Basın açıklamasında konuşan SES Alanya Temsilcilik Eş Başkanı Zehra Ayata temizlik şefinin bir kadın sağlık emekçisine yumruk attığını belirterek “temizlik şefi olduğu iddia edilen kişinin bir kadın arkadaşımıza yumruk atması olayında bile şahsı koruyan art niyetli olmadığına kanaat getiren anlayış izaha muhtaçtır.
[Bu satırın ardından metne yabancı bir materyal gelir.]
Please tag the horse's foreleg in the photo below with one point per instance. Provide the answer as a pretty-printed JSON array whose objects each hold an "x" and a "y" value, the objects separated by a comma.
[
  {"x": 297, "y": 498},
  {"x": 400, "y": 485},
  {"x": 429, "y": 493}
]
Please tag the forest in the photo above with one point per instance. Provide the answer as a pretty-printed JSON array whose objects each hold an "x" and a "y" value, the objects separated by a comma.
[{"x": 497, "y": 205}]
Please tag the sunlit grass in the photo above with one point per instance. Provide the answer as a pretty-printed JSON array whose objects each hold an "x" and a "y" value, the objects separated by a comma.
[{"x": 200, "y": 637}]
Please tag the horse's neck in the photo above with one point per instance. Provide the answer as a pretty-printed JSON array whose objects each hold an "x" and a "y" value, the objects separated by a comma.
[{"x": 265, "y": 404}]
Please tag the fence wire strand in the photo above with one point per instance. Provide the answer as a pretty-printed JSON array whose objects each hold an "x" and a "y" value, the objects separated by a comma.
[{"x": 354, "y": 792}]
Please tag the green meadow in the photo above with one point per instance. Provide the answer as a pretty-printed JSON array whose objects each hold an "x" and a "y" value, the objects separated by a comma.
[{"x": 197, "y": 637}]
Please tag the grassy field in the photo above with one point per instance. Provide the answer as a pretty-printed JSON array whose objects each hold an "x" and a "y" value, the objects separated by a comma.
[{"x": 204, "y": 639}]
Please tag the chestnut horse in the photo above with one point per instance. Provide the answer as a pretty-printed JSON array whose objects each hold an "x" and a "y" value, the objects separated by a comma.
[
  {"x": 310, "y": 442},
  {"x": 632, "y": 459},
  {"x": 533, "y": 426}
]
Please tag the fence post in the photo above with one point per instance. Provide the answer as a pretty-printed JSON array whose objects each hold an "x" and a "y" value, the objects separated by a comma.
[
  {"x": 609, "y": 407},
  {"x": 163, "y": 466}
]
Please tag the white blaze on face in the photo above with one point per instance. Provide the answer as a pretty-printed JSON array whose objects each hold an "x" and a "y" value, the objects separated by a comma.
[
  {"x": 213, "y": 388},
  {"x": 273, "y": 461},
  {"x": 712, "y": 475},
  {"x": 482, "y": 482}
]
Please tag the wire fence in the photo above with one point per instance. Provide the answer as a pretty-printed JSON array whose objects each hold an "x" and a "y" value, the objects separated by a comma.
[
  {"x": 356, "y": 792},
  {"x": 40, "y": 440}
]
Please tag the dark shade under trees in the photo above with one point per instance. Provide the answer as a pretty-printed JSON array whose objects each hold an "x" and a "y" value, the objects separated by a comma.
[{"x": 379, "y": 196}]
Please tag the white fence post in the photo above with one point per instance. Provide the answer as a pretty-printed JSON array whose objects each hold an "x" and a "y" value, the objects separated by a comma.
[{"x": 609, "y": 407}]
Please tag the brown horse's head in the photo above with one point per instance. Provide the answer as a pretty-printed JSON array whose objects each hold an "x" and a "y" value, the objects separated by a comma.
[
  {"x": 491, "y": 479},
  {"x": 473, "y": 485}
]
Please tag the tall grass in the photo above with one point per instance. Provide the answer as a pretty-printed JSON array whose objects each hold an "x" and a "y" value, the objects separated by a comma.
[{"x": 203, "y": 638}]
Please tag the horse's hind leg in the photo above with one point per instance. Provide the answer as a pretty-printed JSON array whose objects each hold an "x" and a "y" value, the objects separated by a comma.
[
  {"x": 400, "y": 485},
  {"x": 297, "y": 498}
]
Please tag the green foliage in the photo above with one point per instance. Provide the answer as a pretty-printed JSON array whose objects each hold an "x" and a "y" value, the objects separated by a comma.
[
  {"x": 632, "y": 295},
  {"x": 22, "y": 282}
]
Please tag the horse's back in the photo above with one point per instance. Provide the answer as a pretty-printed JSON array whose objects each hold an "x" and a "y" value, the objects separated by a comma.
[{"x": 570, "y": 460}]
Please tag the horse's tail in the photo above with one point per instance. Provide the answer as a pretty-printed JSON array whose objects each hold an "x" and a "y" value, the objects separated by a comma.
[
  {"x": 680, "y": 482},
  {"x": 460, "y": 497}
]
Yine aynı şekilde hastanemizde kadın sorumlu hemşirenin masasının yumruklanmasıyla ilgili de bu cesareti nereden buldukları da izah edilmelidir. Mevzuata uygun olmayan şekilde yapılan dolap araması da hukuken geçersizdir, suçtur. Yine erkek yine tehdit” diyerek serzenişte bulundu.
“YORULDUK, YIPRANDIK”
Halka sağlık hizmeti verirken sağlık çalışanlarının beden ve ruh sağlığını bozan sorunlarla ilgili kamuoyunu bilgilendirmek, hastane yöneticileriyle de yaşananları kabul etmediklerini bir kere daha duyurmak için başhemlik önünde toplandıklarını aktaran Ayata, “Ülkemizde genel seçimlerin ve Mayıs ayında sendika yetki döneminin yaklaşmasıyla birlikte dozunu arttıran bir yandan yandaş sendika baskıları, bir yandan kadına yönelik şiddet bir yandan yandaş sendikacılara çalışmalarında kolaylık sağlanması bir yandan yeni makam odaları, bir yandan yönetici değişiklikleri, bir yandan adil olmayan soruşturmalar, bir yandan personel açığı giderilmeden alt yapısı hazırlanmadan açılan yeni bölümler ve teşvik sistemine dayanan ücretlendirmeyle artan iş yükü bizlere adeta iş yerimiz de cehennem hayatı yaşatıyor. Pandemi sürecinin ardından yaşanan deprem felaketiyle yeterince yorulan bizler hastanemize özel sorunlarla boğuşurken çok yıprandık. Yöneticilerle defalarca görüştük. Sonuç alamadık” diye konuştu.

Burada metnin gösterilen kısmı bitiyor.